身内の身元保証人になった際に,どんな規制があり・負担がありうるのでしょうか?

2016年9月29日 更新 

 配偶者や子供,その他親族がどこかに採用されて務めるようになった場合に,身元保証人になってほしいといわれることがあるかもしれません。保証人というと何となく危なそうというイメージがある一方で,実際どんなものなのだろうかという点はよくわからないところです。今回は,簡単ではありますが,身元保証とはどのようなものかを触れてみたいと思います。

 

 まず,そもそも身元保証とは,先ほどの話にあるように,従業員の方が起こした何かしらのことで会社に損害を与えた場合に,その支払いの責任をってもらうためになされるものということができます。実際に問題が起きるまでどんな支払いの責任が出てくるのかわからない点で,一般に保証人になってほしいといわれる何かのお金の借り入れのようなものとは少し異なる点があります。また,会社に勤務する限りでの話ですので,長期的に支払いの責任が発生するかもしれない点も特徴ということができるでしょう。
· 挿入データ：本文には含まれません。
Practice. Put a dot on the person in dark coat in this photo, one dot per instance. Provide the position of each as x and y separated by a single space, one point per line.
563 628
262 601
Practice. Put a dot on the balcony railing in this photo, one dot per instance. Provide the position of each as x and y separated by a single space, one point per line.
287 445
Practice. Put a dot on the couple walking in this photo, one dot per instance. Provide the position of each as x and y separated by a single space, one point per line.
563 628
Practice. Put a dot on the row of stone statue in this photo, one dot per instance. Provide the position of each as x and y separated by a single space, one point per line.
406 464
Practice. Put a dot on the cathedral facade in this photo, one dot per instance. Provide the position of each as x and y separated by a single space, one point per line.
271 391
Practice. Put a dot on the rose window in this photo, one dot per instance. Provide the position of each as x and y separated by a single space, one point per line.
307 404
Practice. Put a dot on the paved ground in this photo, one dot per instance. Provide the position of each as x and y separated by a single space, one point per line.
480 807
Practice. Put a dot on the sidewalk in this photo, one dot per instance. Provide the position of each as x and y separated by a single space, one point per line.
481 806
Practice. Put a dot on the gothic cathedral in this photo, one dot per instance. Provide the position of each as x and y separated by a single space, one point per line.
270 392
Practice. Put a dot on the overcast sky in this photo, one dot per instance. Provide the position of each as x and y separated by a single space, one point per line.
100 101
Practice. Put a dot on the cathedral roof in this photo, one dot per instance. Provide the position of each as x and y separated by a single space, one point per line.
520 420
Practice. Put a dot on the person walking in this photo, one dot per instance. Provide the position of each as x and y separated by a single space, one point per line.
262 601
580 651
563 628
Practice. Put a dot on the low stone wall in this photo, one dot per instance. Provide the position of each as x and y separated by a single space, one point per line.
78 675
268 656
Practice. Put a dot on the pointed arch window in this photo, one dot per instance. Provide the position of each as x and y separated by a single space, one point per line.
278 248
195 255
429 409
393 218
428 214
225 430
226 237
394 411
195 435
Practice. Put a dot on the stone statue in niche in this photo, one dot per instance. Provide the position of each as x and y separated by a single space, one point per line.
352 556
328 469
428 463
 ちなみに,会社に採用されたから身元保証人になってほしいといわれるイメージがあるかと思われますが,採用後何かの不祥事が起きた際にその損害賠償の保証人になってほしいという話も身元保証として扱われます。

 

 身元保証人の責任は,自分が勤務もしていない会社でその従業員の方が起こすかもしれない問題に関わるものですから,気づかないうちに大きな責任を負うことになるかもしれません。それでは大変だということで,法律上規制がなされています。ちなみに,身元保証も会社(債権者)と保証人になる方の合意に基づくもので,保証に関する規制のほかに特別な法律上の規制も設けられています。

 

 ここでは特別な規制について触れていきます。まず,いつまでも自分の知らないところで発生しかねない負担を負わされるのは大変であるということで,保証人の責任を負う期間が限定されています。原則として期間を定めても5年まで,定めない場合には3年とされています。更新できるようにすれば大丈夫だということでは,期間を区切っても意味がないため,更新後も5年までと規制されています。契約書に,本人が勤務している期間ずっととと書いてあっても法律の期間に制限されます。更新の手続きを取らずに当初の契約書のみということであれば,期間の経過後に起きた事柄については身元保証人としての責任は生じなくなります。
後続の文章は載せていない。